The Education System Was Never Broken — It Was Built This Way

It’s easy to believe the education system just needs a little fixing. Better test scores. New textbooks. A few more counselors in every school.

But the truth is harder to face: the system isn’t broken.
It’s working exactly as it was designed to, to keep people obedient, dependent, disconnected from their power, and unsure of what they’re truly capable of. Especially those who question, imagine, or don’t easily fit into the mold.

And that’s why dismantling it isn’t dangerous.
It’s the most necessary thing we can do.

Designed for Obedience, Not Liberation

From the way the classroom is arranged, to the sound of a bell marking every transition, the traditional education system mirrors a factory, not a place of growth or freedom.

We train children to ask for permission to speak.
To be quiet, follow rules, and repeat what they’re told.
To believe their value lives in grades and test scores.

Most schools aren’t teaching children to think for themselves, they’re teaching them how to follow directions, stay in line, and avoid making too much noise.

And that’s not education. That’s conditioning.

Who Gets Left Behind and Why

The system doesn’t just fail people.
It was never meant to serve everyone in the first place.

Students from under-resourced neighborhoods walk into buildings with outdated materials, over-policed hallways, and underpaid teachers stretched beyond their limits.
They learn history that doesn’t include them.
They’re judged faster, punished harder, and given fewer chances to just be kids.

We call it gifted when they’re quiet and quick.
We call it trouble when they ask too many questions.
And the weight of being misunderstood, over and over follows them into adulthood as quiet shame.

This isn’t an accident.
It’s the result of a system built to sort, control, and suppress.

Dismantling Isn’t Dangerous, It’s Necessary

People get nervous when you say the system needs to be torn down.
They imagine everything falling apart. Total disorder. Children with no direction.

But what’s truly dangerous is what we’re allowing to continue:
A model that stifles potential and teaches kids how to conform instead of how to live.

Dismantling the system doesn’t mean throwing out every teacher or every school building.
It means questioning who gets to decide what learning looks like and why.

It means releasing the grip of standardized everything and making space for humanity, culture, and truth.

It means freeing the minds and hearts of the next generation from cages we’ve convinced ourselves are “normal.”

What a Liberating Education Could Look Like

Imagine learning spaces rooted in curiosity, culture, and community.

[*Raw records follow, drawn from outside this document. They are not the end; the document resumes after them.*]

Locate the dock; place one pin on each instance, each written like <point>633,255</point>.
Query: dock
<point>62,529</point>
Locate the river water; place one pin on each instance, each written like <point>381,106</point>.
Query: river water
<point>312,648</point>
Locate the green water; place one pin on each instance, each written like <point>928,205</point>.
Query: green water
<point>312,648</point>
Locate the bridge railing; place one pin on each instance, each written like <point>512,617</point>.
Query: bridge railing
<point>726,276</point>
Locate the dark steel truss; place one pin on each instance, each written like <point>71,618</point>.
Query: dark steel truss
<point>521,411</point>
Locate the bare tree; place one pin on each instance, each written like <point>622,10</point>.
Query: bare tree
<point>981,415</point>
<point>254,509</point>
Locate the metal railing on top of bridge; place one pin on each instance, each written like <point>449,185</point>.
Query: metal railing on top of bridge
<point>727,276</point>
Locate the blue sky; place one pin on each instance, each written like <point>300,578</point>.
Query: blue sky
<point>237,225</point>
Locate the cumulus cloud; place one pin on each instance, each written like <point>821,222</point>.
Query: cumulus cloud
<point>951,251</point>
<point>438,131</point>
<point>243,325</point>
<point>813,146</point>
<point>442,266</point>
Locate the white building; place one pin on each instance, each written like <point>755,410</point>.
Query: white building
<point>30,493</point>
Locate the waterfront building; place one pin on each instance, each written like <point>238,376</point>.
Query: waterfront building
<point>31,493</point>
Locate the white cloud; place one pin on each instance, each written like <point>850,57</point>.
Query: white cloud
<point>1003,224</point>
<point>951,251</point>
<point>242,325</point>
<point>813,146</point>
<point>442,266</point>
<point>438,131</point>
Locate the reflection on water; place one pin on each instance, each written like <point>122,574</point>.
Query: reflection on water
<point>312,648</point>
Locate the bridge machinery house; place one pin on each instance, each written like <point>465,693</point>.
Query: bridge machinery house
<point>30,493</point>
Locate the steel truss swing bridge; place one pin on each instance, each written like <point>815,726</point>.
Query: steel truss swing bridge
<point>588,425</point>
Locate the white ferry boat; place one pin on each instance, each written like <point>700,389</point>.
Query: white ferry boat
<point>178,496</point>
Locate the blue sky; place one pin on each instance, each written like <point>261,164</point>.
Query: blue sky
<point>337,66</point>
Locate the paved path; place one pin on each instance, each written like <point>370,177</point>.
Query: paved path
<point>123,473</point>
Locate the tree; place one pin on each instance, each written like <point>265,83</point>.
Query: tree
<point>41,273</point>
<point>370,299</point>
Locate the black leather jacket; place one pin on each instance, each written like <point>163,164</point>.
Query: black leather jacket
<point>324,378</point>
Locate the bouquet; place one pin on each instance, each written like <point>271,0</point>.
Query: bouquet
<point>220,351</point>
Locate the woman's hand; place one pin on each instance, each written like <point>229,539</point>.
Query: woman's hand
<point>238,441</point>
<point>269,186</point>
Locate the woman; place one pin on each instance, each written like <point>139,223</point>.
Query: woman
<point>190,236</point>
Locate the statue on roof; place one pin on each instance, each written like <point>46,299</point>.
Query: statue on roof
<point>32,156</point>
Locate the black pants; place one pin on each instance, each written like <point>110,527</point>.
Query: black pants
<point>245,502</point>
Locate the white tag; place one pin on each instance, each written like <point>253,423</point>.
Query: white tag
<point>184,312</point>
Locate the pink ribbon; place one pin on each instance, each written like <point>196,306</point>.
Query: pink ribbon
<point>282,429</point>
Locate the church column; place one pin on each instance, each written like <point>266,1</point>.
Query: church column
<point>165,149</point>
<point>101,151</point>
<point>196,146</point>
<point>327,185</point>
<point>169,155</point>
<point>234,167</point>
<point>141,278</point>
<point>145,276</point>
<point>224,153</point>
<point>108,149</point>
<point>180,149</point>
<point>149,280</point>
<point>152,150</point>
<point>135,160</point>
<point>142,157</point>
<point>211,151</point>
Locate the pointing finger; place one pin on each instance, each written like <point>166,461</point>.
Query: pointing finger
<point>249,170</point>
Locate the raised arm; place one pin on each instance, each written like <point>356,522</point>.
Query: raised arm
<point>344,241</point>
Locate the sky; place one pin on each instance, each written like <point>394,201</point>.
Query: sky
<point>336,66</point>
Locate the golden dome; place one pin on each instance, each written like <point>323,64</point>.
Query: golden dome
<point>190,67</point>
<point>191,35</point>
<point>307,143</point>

Where students are taught how to think, not what to think.
Where emotional intelligence, conflict resolution, and communication are just as important as math and science.
Where students grow food, build things with their hands, study the land they live on, and learn how to solve problems that actually exist in their neighborhoods.
Where art and music aren’t electives, they’re core.
Where history tells the truth, all of it.
Where learning is tied to healing, not control.

Where every child is taught this truth:
You were born with something the world needs. Let’s figure out what it is.

Closing Reflection

Dismantling a system this big doesn’t happen overnight.
But the courage to question it? That can begin today.

Because education should feel like freedom, not limitation.
It should wake up the soul, not just check off a box.
It should help us become more human, not more obedient.

And anything that doesn’t do that, doesn’t deserve to stay.

Pause for a moment and ask yourself:
What did school teach me to suppress, and what might have bloomed if I’d been taught to trust myself instead?